Пока Мария пристраивалась на продавленном диване, купленном когда-то по карточкам, в голове прокрутилась вся жизнь: и тот кредит на пианино, и ежегодный отпуск в Евпатории, где месяц в году они жили в частном секторе, у одной и той же бабки. А что, крыша над головой есть, море – вот оно, рядом, оно одно для всех. Хоть ты в правительственном пансионате живешь, хоть у бабы Нюры. У бабы Нюры даже веселее. В соседнем домике – семья инженеров, мама с сынишкой в домике ночевали, папа – под абрикосовым деревом. Умываться к рукомойнику – в очередь. И чем плохо? Весело. И вечная дача, да что там, дача, – хибара: на шести сотках картошка и клубника. Зато не нужно тратиться на овощи, ягоды для Нади, а витамины ребенку нужны в обязательном порядке! Вечно она работала, откладывала, копила, экономила. Жила ради одной только цели: вырастить дочь, дожить до ее успеха, вот до такого выступления в консерватории, какое грезилось ей в ее ночных видениях. И тут на тебе, Юра…

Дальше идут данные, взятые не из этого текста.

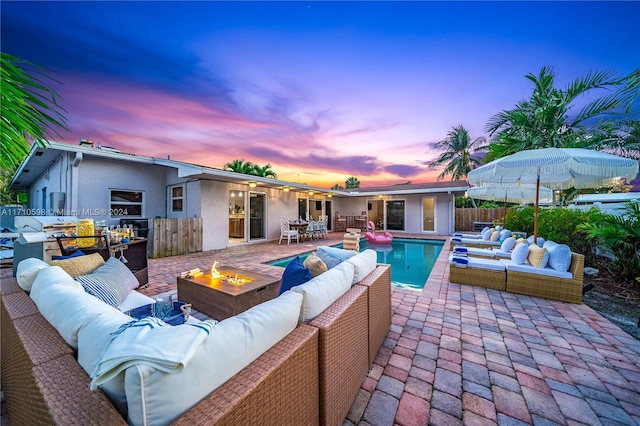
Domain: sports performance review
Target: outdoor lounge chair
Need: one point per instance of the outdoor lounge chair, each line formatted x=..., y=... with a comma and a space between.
x=480, y=272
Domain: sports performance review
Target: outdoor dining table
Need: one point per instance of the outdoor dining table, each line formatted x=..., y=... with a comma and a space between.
x=301, y=227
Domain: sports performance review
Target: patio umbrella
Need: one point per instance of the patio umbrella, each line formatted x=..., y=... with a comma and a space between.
x=556, y=168
x=511, y=193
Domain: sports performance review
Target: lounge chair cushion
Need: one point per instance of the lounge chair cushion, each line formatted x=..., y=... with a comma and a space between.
x=27, y=271
x=559, y=257
x=92, y=340
x=519, y=253
x=363, y=263
x=315, y=265
x=530, y=269
x=480, y=262
x=155, y=397
x=111, y=282
x=294, y=274
x=80, y=265
x=68, y=309
x=320, y=292
x=538, y=256
x=507, y=244
x=50, y=276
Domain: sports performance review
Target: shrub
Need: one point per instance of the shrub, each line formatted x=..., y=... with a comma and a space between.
x=557, y=224
x=621, y=234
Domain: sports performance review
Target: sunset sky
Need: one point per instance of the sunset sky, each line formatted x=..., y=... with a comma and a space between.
x=320, y=90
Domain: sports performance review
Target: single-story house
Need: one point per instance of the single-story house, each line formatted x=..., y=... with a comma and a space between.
x=105, y=184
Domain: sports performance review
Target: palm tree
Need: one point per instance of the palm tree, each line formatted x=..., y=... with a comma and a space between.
x=29, y=110
x=264, y=171
x=239, y=166
x=545, y=120
x=352, y=182
x=457, y=156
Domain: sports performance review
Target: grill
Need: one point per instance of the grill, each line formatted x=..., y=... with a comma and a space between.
x=30, y=228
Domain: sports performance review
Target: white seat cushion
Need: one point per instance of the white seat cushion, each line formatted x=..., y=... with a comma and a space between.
x=320, y=292
x=155, y=397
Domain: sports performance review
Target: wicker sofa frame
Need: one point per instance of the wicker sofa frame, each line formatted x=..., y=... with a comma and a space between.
x=310, y=377
x=564, y=289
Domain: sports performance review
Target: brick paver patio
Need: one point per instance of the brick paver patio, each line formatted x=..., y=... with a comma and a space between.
x=458, y=354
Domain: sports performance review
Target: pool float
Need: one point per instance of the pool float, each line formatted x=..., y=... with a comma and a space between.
x=372, y=237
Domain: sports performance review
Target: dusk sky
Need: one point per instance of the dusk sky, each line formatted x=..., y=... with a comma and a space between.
x=320, y=90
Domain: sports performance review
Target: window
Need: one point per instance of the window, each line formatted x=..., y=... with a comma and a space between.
x=126, y=203
x=177, y=198
x=428, y=214
x=395, y=215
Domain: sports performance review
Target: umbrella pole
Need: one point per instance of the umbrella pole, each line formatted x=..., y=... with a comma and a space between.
x=504, y=215
x=535, y=213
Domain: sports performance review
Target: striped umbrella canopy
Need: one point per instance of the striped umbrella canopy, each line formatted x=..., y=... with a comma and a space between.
x=511, y=193
x=556, y=168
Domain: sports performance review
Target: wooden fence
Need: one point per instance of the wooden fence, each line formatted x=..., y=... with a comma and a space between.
x=172, y=237
x=466, y=216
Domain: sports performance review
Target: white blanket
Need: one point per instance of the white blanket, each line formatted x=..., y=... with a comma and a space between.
x=152, y=342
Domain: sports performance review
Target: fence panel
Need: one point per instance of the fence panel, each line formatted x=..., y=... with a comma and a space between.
x=174, y=236
x=465, y=217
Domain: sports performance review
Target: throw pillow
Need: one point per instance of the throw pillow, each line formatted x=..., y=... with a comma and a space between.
x=294, y=274
x=81, y=265
x=507, y=245
x=538, y=256
x=519, y=254
x=315, y=265
x=330, y=262
x=559, y=257
x=111, y=283
x=504, y=234
x=74, y=254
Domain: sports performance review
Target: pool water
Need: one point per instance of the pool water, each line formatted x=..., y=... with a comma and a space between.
x=411, y=260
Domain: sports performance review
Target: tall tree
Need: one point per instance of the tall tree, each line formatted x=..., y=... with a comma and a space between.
x=457, y=156
x=352, y=182
x=264, y=171
x=547, y=119
x=29, y=109
x=239, y=166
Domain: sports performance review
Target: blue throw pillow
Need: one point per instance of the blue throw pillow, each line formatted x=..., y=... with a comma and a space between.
x=294, y=274
x=74, y=254
x=328, y=260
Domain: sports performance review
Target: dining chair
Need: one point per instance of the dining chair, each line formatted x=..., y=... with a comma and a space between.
x=286, y=232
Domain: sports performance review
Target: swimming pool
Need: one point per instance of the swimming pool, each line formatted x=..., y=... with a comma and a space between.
x=411, y=260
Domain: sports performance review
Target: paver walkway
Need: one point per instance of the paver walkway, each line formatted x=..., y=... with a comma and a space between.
x=458, y=354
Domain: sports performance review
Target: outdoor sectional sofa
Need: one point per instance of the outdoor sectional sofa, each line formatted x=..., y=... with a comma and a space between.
x=507, y=275
x=310, y=376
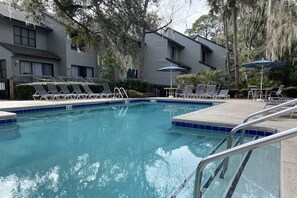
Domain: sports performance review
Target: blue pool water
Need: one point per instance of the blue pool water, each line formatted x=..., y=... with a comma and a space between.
x=114, y=151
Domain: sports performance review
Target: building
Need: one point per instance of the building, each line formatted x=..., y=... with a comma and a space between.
x=28, y=48
x=178, y=49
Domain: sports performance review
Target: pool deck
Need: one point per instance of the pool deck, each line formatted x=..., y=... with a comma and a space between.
x=230, y=113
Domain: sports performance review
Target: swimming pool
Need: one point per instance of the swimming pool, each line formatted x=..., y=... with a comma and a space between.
x=108, y=151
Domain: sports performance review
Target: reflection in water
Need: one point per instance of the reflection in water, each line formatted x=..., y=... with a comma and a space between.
x=87, y=153
x=9, y=132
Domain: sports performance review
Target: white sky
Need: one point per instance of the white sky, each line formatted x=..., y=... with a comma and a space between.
x=184, y=14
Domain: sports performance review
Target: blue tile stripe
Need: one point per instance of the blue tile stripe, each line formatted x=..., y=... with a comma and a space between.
x=220, y=128
x=77, y=106
x=8, y=121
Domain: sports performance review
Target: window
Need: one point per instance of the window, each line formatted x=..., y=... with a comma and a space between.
x=172, y=53
x=132, y=73
x=2, y=69
x=81, y=71
x=23, y=36
x=74, y=45
x=203, y=56
x=37, y=69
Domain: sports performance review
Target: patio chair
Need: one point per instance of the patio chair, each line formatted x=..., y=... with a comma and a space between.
x=199, y=91
x=106, y=91
x=65, y=90
x=210, y=91
x=277, y=95
x=78, y=92
x=188, y=91
x=41, y=93
x=223, y=94
x=178, y=91
x=90, y=93
x=53, y=90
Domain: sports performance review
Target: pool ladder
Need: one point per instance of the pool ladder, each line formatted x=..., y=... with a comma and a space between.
x=120, y=92
x=247, y=146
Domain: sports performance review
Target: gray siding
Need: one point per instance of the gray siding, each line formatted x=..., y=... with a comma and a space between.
x=218, y=57
x=57, y=44
x=7, y=33
x=191, y=54
x=156, y=52
x=17, y=70
x=6, y=55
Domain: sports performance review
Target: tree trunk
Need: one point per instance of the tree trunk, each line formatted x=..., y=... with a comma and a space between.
x=225, y=22
x=236, y=66
x=142, y=55
x=142, y=41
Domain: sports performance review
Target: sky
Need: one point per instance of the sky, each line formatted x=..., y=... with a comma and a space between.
x=183, y=13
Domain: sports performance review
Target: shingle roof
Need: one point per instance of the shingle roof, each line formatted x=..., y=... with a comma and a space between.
x=26, y=51
x=179, y=64
x=12, y=13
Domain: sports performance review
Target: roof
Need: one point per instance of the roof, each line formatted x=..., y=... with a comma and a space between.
x=11, y=13
x=202, y=44
x=179, y=64
x=26, y=51
x=209, y=41
x=211, y=67
x=171, y=40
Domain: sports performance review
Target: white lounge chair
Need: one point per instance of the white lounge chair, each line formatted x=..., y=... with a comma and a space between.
x=199, y=91
x=188, y=91
x=223, y=94
x=90, y=93
x=210, y=91
x=41, y=93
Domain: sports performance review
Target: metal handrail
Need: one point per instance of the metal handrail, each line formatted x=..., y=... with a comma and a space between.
x=119, y=92
x=124, y=91
x=247, y=124
x=238, y=149
x=290, y=102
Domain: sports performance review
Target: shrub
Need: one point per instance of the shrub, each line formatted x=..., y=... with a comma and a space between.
x=290, y=92
x=24, y=92
x=134, y=94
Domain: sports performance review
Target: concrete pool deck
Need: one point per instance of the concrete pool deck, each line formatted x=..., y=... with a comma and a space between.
x=230, y=113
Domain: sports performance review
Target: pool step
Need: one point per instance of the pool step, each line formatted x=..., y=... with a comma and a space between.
x=190, y=177
x=266, y=181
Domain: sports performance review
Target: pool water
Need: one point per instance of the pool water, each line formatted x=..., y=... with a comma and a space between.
x=113, y=151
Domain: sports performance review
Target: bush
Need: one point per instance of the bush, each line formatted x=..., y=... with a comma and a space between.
x=24, y=92
x=290, y=92
x=134, y=94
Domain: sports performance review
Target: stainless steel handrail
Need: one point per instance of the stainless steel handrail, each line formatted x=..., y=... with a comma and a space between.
x=124, y=91
x=290, y=102
x=238, y=149
x=250, y=123
x=119, y=92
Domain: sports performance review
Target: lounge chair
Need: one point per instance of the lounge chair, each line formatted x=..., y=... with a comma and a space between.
x=65, y=90
x=178, y=91
x=41, y=93
x=78, y=92
x=90, y=93
x=199, y=91
x=210, y=91
x=106, y=91
x=223, y=94
x=188, y=91
x=53, y=90
x=277, y=95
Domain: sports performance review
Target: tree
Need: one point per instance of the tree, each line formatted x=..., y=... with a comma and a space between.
x=281, y=28
x=114, y=26
x=207, y=26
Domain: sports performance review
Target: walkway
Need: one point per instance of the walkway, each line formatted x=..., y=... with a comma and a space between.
x=231, y=113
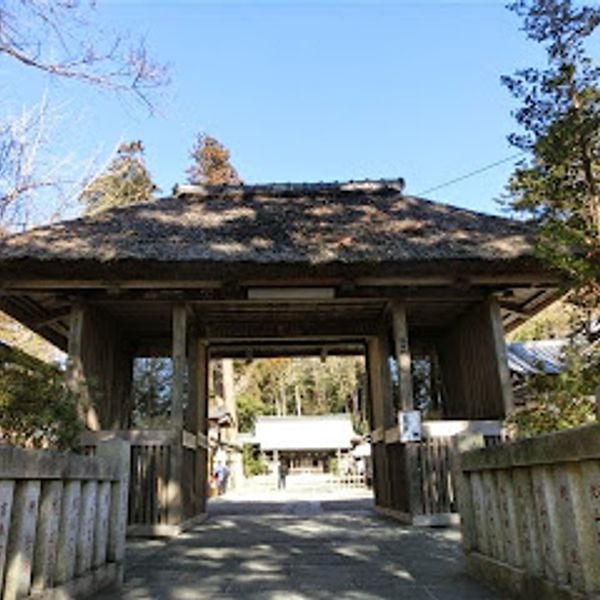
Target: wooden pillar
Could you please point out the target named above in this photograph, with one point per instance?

Мария встряхнула головой, что это она? К чему все эти мысли? В конце концов она для Нади всегда была непререкаемым авторитетом. Да, дочь порой демонстрировала характер, но к матери всегда прислушивалась, ни одного решения не принимала, не посоветовавшись. Даже не так: все решения всегда принимала Мария, а Надя соглашалась. Могла поспорить, но потом понимала, что мать права. Вот и здесь поймет. Согласится.
– Надя, где наш чешский хрусталь? – Мария отбросила дурацкие мысли и направилась к стенке, доставать сервиз и парадную льняную скатерть. – Смотри-ка, «Абрау-Дюрсо», не помню, когда и пила его. И торт «Киевский». Юр, откуда такое богатство, признавайся?
– Тетя Маша, неважно, – парень в очередной раз ослепительно улыбнулся. У Марии опять начало сводить скулы, но она быстренько отбросила нехорошие мысли в сторону.
Женщина решила, что сейчас она все сведет к обычному чаепитию. Красиво накрыла стол, Надя активно ей помогала. Как хорошо, что в загашнике имелись льняные же салфетки с вышивкой мережками и коробка «Ассорти». На всякий случай выложила в красивые вазы два сорта варенья: пятиминутку из клубники и царское из крыжовника, всем выдала по розеточке, вдобавок к десертным тарелкам. Получилось нарядно. А даже и хорошо, давно они празднично не накрывали стол и варенье ели прямо из банки. Почему? Вот, есть же фарфоровые розеточки, Светка как-то на день рождения подарила.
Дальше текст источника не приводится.